5. Analyse & Optimise

  • Monitor and manage collaboration
  • Update key stakeholders on progress
  • Implement regular client satisfaction surveys
  • Develop appropriate action plan
  • Watch, learn and improve

The on-boarding should be led by an on-boarding director as it requires a high time investment and the project and creative teams need to dedicate their time solely on the assigned day to day work. It should be this person driving and managing the transition on the clients behalf ensuring smoothness with limited investment. The objective is to have all members of the team fully understand all processes.

”The on-boarding should be led by an on-boarding director as it requires a high time investment and the project and creative teams need to dedicate their time solely on the assigned day to day work.”

3 main factors influencing the on-boarding strategy and tactics including timings:

Time pressure From when will the client reap the benefits of transformation.

Expected workload A ‘start slow, think big, move fast’ staggered model of on-boarding markets should be implemented and allows the agency and client to learn about and from each other, test the approach and optimise it in a pilot phase before moving to other markets. The transition phase could start immediately. After a transition period where the majority of aspects of the cooperation are ironed out a pilot phase for an agreed period of time should start. After the pilot phase evaluation and immersion into the key learnings, the rest of the countries are able to be onboarded.

Local team’s level of collaboration Local clients’ resistance to the new way of working would significantly slow down the on-boarding process and possibly kill the transition completely or at least reduce the potential benefits. There must be a willingness on both sides, the agency and the client.

Two models of cooperation - proposition/imposition:

Strong discipline to follow global decision vs. decentralised ‘voluntary opt-in-model’

Proposition

  • More decentralised
  • Slower
  • Less control
  • Lower benefit

Imposition

  • More centralised
  • Faster
  • More control
  • Higher benefit

Ensure both marketing departments and agency teams are involved

Once a company chooses to decouple, it is important for marketing and procurement to identify, plan and create a strategy, which includes developing a list of required production services and suppliers. There may be push back from agencies that previously provided these services, so a solution may be to ask the agency to get involved with securing this list and, furthermore, identify buy-in approaches in order to satisfy needs from every party.

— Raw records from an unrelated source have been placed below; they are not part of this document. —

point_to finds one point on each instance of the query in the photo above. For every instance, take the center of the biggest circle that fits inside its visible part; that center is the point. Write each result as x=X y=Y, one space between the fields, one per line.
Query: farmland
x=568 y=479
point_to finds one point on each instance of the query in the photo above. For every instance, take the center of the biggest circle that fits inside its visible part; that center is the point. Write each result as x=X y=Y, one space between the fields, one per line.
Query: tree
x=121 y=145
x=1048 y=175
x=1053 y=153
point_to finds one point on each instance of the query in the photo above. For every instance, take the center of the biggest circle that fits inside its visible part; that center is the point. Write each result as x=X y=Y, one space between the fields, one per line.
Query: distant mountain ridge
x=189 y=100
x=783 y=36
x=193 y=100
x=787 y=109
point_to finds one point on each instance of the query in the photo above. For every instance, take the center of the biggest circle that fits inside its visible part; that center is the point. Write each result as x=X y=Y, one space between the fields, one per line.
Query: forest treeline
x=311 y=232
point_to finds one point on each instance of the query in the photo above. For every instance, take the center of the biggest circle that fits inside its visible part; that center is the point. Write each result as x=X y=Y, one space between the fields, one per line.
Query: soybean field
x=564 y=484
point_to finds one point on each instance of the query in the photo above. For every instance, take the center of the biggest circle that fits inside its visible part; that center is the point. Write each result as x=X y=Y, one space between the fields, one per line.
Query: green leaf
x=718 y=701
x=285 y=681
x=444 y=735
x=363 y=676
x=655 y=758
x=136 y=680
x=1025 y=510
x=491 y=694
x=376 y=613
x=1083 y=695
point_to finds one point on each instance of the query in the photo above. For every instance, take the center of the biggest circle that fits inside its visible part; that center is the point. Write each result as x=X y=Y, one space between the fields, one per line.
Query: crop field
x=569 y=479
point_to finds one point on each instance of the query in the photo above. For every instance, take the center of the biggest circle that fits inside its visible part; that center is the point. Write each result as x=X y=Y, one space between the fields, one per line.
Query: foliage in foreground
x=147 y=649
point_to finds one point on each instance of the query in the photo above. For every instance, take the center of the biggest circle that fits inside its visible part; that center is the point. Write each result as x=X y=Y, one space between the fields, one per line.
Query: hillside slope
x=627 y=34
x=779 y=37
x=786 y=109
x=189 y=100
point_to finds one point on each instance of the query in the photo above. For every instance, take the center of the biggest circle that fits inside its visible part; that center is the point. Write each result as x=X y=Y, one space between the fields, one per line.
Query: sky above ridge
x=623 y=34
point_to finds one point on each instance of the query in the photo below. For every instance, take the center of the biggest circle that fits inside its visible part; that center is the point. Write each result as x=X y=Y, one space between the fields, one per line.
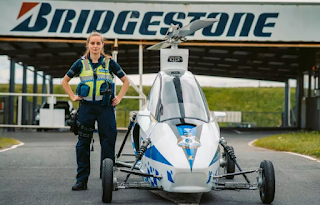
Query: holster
x=73 y=122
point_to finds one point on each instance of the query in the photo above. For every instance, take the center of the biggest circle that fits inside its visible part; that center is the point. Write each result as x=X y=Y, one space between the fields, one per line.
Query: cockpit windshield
x=181 y=97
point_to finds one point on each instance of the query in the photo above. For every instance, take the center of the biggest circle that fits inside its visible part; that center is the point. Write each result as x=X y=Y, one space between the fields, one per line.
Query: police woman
x=96 y=93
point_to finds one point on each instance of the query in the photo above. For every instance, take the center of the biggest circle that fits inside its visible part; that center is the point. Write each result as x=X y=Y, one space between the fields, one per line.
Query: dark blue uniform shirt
x=114 y=68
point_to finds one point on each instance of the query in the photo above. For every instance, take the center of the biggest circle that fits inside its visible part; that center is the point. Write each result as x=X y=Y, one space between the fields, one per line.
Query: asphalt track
x=43 y=171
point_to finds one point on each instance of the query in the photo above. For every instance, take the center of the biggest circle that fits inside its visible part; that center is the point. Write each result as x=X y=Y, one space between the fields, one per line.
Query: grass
x=307 y=143
x=7 y=142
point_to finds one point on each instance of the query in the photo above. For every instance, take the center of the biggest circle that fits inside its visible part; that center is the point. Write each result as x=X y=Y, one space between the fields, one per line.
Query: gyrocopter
x=176 y=142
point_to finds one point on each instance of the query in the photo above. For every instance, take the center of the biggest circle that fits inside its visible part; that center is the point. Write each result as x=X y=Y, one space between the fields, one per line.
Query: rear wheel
x=107 y=180
x=267 y=188
x=230 y=165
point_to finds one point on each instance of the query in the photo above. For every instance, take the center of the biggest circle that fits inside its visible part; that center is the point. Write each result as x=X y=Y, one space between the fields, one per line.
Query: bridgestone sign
x=243 y=22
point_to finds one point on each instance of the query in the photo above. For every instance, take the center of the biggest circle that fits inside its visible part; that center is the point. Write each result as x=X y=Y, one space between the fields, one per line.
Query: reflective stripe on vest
x=87 y=77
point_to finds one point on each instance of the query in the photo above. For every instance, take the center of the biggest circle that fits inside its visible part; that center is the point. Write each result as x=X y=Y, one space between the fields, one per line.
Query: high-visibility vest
x=94 y=81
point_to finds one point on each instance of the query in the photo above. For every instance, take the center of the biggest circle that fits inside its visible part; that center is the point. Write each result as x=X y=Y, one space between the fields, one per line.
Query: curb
x=300 y=155
x=12 y=147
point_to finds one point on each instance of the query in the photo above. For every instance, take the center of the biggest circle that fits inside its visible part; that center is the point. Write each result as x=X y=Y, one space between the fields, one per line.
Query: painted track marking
x=12 y=147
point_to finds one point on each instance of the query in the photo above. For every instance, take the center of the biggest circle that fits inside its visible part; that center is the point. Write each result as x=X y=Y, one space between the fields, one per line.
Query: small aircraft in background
x=177 y=143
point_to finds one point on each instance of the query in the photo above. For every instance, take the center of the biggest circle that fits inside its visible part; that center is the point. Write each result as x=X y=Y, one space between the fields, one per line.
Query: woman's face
x=95 y=45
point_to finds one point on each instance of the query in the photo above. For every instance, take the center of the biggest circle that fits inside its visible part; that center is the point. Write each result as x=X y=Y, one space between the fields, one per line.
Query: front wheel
x=230 y=166
x=267 y=188
x=107 y=180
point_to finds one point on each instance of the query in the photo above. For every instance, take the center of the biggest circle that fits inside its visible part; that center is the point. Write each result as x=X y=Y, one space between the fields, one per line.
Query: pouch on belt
x=83 y=90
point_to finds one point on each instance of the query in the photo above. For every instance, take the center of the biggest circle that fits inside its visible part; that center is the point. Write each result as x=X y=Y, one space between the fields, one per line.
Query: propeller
x=178 y=35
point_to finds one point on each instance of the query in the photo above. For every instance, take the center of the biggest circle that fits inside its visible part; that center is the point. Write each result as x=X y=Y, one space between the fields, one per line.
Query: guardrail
x=51 y=100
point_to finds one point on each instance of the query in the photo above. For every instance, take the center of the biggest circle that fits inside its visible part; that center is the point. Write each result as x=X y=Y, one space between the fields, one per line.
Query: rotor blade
x=193 y=27
x=159 y=46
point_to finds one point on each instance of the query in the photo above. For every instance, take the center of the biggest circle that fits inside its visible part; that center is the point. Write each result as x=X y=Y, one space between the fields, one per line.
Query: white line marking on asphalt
x=251 y=143
x=300 y=155
x=12 y=147
x=305 y=156
x=237 y=131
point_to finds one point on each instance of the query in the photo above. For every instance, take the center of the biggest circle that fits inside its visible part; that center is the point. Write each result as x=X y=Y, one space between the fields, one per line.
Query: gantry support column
x=24 y=98
x=43 y=87
x=11 y=90
x=286 y=117
x=51 y=85
x=140 y=73
x=35 y=90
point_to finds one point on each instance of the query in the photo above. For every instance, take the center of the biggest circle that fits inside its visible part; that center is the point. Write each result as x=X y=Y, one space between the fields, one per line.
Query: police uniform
x=96 y=106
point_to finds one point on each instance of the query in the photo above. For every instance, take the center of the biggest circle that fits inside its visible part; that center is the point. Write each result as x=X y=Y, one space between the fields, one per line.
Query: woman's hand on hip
x=76 y=98
x=115 y=101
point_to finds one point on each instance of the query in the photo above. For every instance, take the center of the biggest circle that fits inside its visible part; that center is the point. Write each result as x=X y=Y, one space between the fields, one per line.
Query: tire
x=107 y=180
x=268 y=188
x=230 y=165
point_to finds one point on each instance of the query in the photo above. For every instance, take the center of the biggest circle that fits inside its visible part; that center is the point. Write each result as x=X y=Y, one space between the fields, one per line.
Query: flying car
x=176 y=141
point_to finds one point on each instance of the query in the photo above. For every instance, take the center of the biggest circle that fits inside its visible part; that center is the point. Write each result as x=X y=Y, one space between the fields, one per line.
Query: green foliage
x=307 y=143
x=262 y=106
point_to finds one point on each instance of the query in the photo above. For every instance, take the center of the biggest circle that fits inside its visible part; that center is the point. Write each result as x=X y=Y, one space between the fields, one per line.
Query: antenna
x=178 y=35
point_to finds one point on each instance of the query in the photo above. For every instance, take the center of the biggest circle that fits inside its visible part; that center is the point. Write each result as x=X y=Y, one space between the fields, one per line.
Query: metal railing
x=50 y=100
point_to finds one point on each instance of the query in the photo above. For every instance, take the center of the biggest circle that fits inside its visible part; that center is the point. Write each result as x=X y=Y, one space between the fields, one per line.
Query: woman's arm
x=67 y=88
x=122 y=92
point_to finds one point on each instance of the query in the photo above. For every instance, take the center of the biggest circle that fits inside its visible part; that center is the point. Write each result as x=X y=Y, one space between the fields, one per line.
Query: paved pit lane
x=43 y=172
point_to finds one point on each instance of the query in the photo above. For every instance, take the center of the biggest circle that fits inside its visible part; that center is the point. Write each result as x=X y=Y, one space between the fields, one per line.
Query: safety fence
x=28 y=117
x=16 y=111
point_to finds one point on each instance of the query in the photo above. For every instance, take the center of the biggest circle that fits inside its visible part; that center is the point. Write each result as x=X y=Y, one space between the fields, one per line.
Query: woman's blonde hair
x=94 y=33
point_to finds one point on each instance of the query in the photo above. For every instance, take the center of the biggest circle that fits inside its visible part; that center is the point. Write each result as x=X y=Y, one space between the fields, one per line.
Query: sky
x=148 y=79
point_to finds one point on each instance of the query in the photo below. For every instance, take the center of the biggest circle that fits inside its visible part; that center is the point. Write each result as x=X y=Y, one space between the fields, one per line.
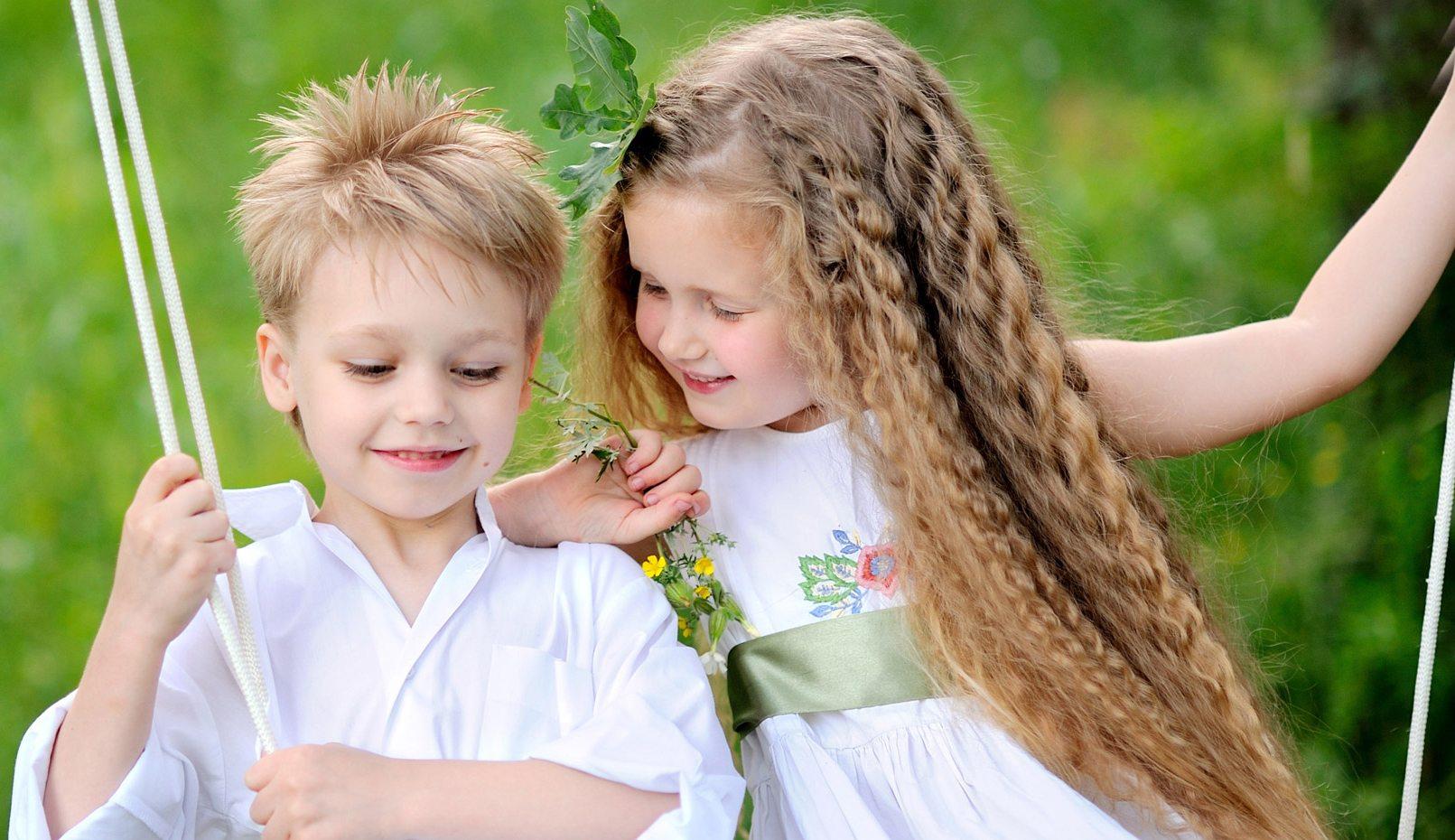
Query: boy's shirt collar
x=266 y=511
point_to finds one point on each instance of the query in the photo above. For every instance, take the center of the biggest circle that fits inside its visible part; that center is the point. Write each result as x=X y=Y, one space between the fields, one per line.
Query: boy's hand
x=323 y=792
x=173 y=544
x=647 y=492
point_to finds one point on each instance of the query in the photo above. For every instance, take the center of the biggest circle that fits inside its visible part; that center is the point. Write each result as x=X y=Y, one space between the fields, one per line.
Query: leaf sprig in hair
x=602 y=98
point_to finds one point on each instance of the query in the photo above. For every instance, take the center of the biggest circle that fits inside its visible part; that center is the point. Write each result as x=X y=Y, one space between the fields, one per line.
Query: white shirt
x=562 y=654
x=812 y=545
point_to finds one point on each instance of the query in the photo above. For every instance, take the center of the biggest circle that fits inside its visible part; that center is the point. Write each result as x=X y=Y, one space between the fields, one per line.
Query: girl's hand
x=173 y=544
x=645 y=492
x=325 y=792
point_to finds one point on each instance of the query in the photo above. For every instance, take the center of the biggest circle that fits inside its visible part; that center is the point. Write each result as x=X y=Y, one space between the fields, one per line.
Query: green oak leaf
x=566 y=114
x=595 y=175
x=602 y=59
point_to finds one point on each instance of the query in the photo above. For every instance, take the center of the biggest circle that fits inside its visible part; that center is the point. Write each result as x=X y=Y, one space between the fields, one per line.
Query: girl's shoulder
x=762 y=442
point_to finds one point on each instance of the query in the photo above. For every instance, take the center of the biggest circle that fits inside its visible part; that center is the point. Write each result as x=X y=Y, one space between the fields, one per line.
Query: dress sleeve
x=654 y=723
x=159 y=797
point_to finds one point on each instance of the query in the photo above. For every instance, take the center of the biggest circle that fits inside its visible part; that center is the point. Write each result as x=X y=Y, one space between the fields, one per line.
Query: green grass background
x=1186 y=166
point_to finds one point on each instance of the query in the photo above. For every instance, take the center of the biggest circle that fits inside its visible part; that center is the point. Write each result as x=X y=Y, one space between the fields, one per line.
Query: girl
x=824 y=274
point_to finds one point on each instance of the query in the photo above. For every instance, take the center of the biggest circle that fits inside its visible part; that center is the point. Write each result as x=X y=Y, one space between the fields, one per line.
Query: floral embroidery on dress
x=838 y=583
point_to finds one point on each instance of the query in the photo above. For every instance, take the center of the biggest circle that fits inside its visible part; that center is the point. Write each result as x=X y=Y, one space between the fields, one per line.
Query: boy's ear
x=276 y=373
x=530 y=369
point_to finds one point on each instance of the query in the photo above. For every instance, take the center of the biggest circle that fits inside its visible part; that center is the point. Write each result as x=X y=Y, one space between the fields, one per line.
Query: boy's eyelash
x=469 y=373
x=367 y=370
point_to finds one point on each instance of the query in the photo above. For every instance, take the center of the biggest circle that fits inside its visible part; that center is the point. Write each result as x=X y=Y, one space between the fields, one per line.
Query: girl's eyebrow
x=695 y=287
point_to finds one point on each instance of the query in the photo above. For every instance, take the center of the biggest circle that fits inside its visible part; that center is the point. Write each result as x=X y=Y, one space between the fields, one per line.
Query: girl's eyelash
x=652 y=290
x=479 y=373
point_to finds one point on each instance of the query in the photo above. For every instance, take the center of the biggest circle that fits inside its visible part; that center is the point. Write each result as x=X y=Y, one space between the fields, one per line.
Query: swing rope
x=1435 y=583
x=238 y=635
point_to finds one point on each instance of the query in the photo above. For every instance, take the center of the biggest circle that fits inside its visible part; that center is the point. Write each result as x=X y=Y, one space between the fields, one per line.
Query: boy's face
x=409 y=376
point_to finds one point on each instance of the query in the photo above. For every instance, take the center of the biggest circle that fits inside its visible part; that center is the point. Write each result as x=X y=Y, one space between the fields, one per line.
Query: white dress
x=809 y=533
x=562 y=654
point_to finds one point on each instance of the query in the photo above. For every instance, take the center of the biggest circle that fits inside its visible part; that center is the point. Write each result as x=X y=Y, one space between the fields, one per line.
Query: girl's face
x=409 y=378
x=704 y=313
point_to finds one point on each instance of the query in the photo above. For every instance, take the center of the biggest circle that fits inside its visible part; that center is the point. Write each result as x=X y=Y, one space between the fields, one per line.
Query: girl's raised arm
x=1186 y=395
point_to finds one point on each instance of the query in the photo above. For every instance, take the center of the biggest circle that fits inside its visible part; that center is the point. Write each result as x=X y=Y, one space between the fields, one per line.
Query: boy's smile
x=409 y=369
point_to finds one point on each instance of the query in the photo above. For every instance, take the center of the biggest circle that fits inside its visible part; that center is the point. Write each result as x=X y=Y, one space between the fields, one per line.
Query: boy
x=437 y=678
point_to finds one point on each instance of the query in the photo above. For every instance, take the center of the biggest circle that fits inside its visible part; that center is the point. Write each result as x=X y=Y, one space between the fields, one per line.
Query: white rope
x=1428 y=633
x=236 y=626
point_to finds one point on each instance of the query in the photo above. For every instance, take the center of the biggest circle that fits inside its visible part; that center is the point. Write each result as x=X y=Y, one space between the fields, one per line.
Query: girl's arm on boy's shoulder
x=345 y=792
x=1186 y=395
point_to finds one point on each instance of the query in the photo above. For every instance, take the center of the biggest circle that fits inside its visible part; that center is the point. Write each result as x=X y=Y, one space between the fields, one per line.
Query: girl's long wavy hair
x=1043 y=580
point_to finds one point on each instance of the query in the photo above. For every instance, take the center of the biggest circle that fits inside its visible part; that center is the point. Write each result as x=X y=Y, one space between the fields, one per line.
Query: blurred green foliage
x=1186 y=166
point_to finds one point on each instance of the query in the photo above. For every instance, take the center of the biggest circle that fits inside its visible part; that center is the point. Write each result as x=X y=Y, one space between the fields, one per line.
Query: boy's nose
x=424 y=401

From the initial stages, it is important to understand the logistical nuances of each region’s communications before creating or adopting solutions. Marketers should be aware of markets’ localisation and transcreation requirements, production processes or cross-border issues in order to implement the most efficient communications and workflow.

Although production decoupling models are unique to every business, there are certain key components that are important when developing solutions. The first step is for the creative agency to develop global brand assets and provide them to a localisation agency. This agency can, then, use their transcreation expertise to create localised assets quickly and within budget. In order to successfully roll out to local markets, the agency may consider creating “hubs” in various countries. A close proximity to local markets is a key factor in the success of hubs. For an APAC based hub it makes more sense to set up shop in Singapore for example, and a European based hub would manage its markets better in Prague. Once each of the hubs understands their positions and responsibilities, suppliers must be sourced. It is important to choose a supplier that completely understands the brand’s culture, values and requirements.

A critical component of the decoupling approach is ongoing evaluation and benchmarking objectives, SLAs and KPIs. This allows marketers to prove that they are working within budget restraints to effectively and successfully distribute communications to all markets – all while adhering to the company’s needs, values and standards. Ultimately, production decoupling allows companies to maximise their agency’s efficiency and utilise specialised implementation staff.